The detection capability of the proposed method is also compared with the result of the same algorithm with non-partitioned image and IPI model [6].

From Table 1, we can see that, the proposed method has better performance than other two methods under the same circumstance. Compared to IPI, our method reduces the detection time by 97.4% while improving SCRG, BSF by 180.1% and 389.4% respectively. What’s more, the detection speed could be further accelerated by parallelism due to independence of patches in our method.

Table 1. Performance comparison of point target detection methods

By analyzing the results in above figure and table, we can see that: the proposed method could really improve the detection capability. And the reasons are as follows. First, the difference between adjacent frames and local threshold excluded a large amount of non-target patches before LSMR algorithm, and greatly decreased the computation load of LSMR. Since the frame difference and threshold process need much less computation than LSMR, the total computation time could be reduced tremendously.

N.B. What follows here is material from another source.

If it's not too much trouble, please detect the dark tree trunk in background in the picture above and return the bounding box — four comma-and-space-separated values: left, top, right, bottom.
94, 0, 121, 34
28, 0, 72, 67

Second, the LSMR is still effective in detection as long as the point targets are “sparse” in each patch. Third, the proposed method integrates methods of frame difference, local threshold, image segment and LSMR, which takes full advantage of multi-methods to exactly distinguish targets from complex background.

5 Conclusion and Future Work

In this paper, we proposed a patch-image based LSMR method for moving point target detection in infrared coastal surveillance. It is the first time the patches of frames are independently processed by LSMR algorithm, and the optimum patch size is also analyzed with metrics of ADT, SCRG and BSF. Experiment results show that the propose method prompts the detection speed while keeping a high detection capability.

However, detection results of the proposed method would be affected by dynamic noises which are also irregular. Thus, more research work should continually focus on suppressing noise and improving detection speed and accuracy in future. A comprehensive method which can both handle the detection velocity and accuracy parameters is essential for actual industrial applications.